I approached this book knowing what to expect, but also with
an open mind. Firstly, I was, am, so familiar with this topic: being lonely
even when you’re not alone. Secondly, I was open to what I might learn and improve
about my approach to relationships and human connection. I still haven’t
processed all my thoughts about this books, and probably this is why I postponed
writing a review for it over the past few days. The reason I even chose this was
because I had so vivid in my mind the image of a teenage me sitting alone
during youth group one Friday evening and finding it so very difficult to go
sit with someone I knew. A teenage me feeling lonely although there were plenty
of people in the church. Unfortunately, this kind of feelings don’t stop once
we leave behind the weird teenage years.
Like all professional reviews, let me start by saying ..
well.
I haven’t heard of the author before. Erin Davis is a
speaker, author and blogger. This is not her first book and you can feel that. Since
I didn’t get to “know” her before starting this book (and by “know” I mean
through twitter, her blog, or any other media outlet), I was so nicely
surprised to see her so open and uninhibited when writing. I was a bit
reluctant in the beginning, but as I turned pages I came to see she’s a writer who uses words
creatively and she’s after my own heart as far as humor goes.

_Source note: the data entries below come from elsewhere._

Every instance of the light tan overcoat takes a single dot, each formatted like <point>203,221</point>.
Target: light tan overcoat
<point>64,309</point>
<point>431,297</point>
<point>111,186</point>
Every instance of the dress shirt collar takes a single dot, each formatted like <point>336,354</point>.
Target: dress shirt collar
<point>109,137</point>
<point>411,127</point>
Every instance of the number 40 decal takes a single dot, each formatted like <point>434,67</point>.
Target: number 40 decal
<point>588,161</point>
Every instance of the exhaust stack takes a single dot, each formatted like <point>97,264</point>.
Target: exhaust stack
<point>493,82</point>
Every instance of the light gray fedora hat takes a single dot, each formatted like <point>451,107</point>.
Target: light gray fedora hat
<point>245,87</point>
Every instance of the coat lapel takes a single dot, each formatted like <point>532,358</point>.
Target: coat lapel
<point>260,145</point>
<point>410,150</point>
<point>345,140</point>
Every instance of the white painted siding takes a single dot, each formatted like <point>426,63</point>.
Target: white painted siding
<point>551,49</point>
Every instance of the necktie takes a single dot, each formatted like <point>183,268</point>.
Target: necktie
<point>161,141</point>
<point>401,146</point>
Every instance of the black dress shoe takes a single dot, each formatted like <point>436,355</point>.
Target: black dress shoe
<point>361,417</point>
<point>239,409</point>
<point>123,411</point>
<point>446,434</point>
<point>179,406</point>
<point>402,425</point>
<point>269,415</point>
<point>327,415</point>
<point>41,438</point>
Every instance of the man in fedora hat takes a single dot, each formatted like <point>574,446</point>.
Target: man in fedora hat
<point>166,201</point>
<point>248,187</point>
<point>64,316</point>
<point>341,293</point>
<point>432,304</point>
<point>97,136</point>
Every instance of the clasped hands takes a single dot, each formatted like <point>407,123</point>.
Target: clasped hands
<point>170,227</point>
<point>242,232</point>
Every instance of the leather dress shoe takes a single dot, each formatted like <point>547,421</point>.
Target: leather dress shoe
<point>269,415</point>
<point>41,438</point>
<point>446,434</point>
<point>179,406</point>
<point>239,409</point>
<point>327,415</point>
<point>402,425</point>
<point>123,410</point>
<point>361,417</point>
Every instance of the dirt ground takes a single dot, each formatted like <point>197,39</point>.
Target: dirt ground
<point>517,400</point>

But more important than that, I want to focus on what she
writes. This is such a widely discussed topic. Whoever spends a few days (maybe
less) on any social media platform will encounter a pin, a tweet, a share, a
something advising and encouraging to step away from the said social media
medium and connect in real life. As in, face to face, with people and use words
and stuff when relating to them. Well, let me tell you something. I agree. But in
the same time I think it’s hard, man! It takes courage and compassion and
vulnerability to step out into the real word and engage. To connect.
Loneliness hits when you least expect it, and when it hits, I
hits like a brick. The author lists some factors that unveil or trigger the loneliness,
such as sudden changes; our stubbornness in holding tight to our schedules and
busy lives; sin; our unwillingness to be vulnerable (both a cause for sorrow and
joy - see Brene Brown's talk); our lack of fellowship with God. These factors are all real and true,
some with a greater immediate impact than others. It’s such a clear and obvious thing that when we have
our priorities in check, somehow we know how to navigate those seasons of
loneliness. No, not eradicate it completely, but to not fall in the pit of self-pity
and self-imposed loneliness. As all seasons, there’s something to be learned in
each, when there’s sorrow, or we go through a change, a transition, when we
feel betrayed, or in the hard times when we have to carry a cross that seems unbearable.
Probably the part that is worth insisting upon and without
which this book would have been useless, is the emphasis on a serious, personal
relationship with God. His presence with us at all times, in all seasons of
life is the great news of great joy. God loves us. He is enough. From Him
spring all things. This is such a simple and at the same time overlooked
factor. While reading the book I realized how prone I am to look for quick ways
to fix things. Microwave solutions to both loneliness and any other aspects of
life. Dwelling in the truth that God is enough is the starting point of all
good things.
Going from here, the author stressed the importance of
church community. It makes sense since the Church is the body of Christ and it
is built on and around Him. I am so glad she didn’t overlooked this aspect!
As far as research goes, honestly, I would have loved maybe
a few more personal stories. She just mentions some relevant to each chapter. She
also makes references to some Bible studies and commentaries, come general studies on the topic of loneliness, and to Brené Brown’s TED talk, ThePower of Vulnerability. (Brene Brown also has some books worth checking out.)
I personally think this small portion of research is okay for this book, but
for someone looking for more data about loneliness, its factors, cures &
co, this is just a recommended starting point.
All in all, I enjoyed reading this. It’s a pretty fast read.
I can’t say that the things written were illuminating in themselves, but what I
found helpful were the way in which the information was structured and that can go a long way.